The streaming loader of the resource first creates an Array messages in which it collects the received chat messages:

const chatResource = resource({
  request,
  stream: async (params) => {
    const userName = params.request?.userName;

    let messages: ChatResponse[] = [];

    // 1. Create Signal representing the Stream
    const resultSignal = signal<StreamItem<ChatResponse>>({
      value: messages,
    });

    if (!userName) {
      return resultSignal;
    }

    // 2. Set up async logic updating the Signal
    connection = new WebSocket(websocketUrl, 'json');

    connection.addEventListener('open', (event) => {
      console.log('[open]');
      connected.set(true);
    });

    connection.addEventListener('message', (event) => {
      const value = JSON.parse(event.data) as ChatResponse;
      console.log('[message]', value);

      if (value.type === 'id') {
        id.set(value.id);
        sendUserName(value.id, userName, connection);
      }

      if (value.type === 'username' && value.id == id()) {
        acceptedUserName.set(value.name);
      }

      if (value.type === 'message' || value.type === 'username') {
        messages = [...messages, value];
        resultSignal.set({ value: messages });
      }
    });

    connection.addEventListener('error', (event) => {
      const error = event;
      console.log('[error]', error);
      resultSignal.set({ error });
    });

    // 3. Set up clean-up handler triggered by AbortSignal
    params.abortSignal.addEventListener('abort', () => {
      console.log('clean up!');
      connection.close();
      connected.set(false);
      id.set(0);
      acceptedUserName.set('');
    });

    // 4. Return Signal
    return resultSignal;
  },
});

function sendUserName(id: number, userName: string, connection: WebSocket) {
  const message: ChatRequest = {
    type: 'username',
    id: id,
    name: userName,
  };
  connection.send(JSON.stringify(message));
}

The rest of the implementation follows the four points discussed in the previous article. The prepared signal reflects the stream and contains the managed Array with the received messages.

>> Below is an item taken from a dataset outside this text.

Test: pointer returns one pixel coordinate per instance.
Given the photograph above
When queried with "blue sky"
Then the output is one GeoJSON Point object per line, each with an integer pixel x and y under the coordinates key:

The client receives information from the server via the configured event handlers. The message event takes care of the protocol described above. It adds all received messages to the messages Array. This must be done immutably, i.e., using a shallow copy, so the Signal perceives the change.

The open event sets connected to true, and the error event writes the current error to the stream. The AbortSignal’s abort event closes the web socket connection and resets the managed properties. At the end, the Streaming Loader returns the signal reflecting the stream as usual.

Conclusion

Signals in Angular always only represent the current value. Intermediate values for changes that follow one another in the same task are ignored (Glitch Free property). This is well suited for changing states, such as a counter, but can lead to data loss in event flows - such as a chat that should display all received messages.

The solution is to collect the messages received (in the time window of interest) in the Resource and publish the resulting array via the resource. This array, therefore, corresponds to a value that changes over time.

While this is an interesting pattern, of course, no one prevents us from using different approaches such as RxJS that directly represent the flow of events.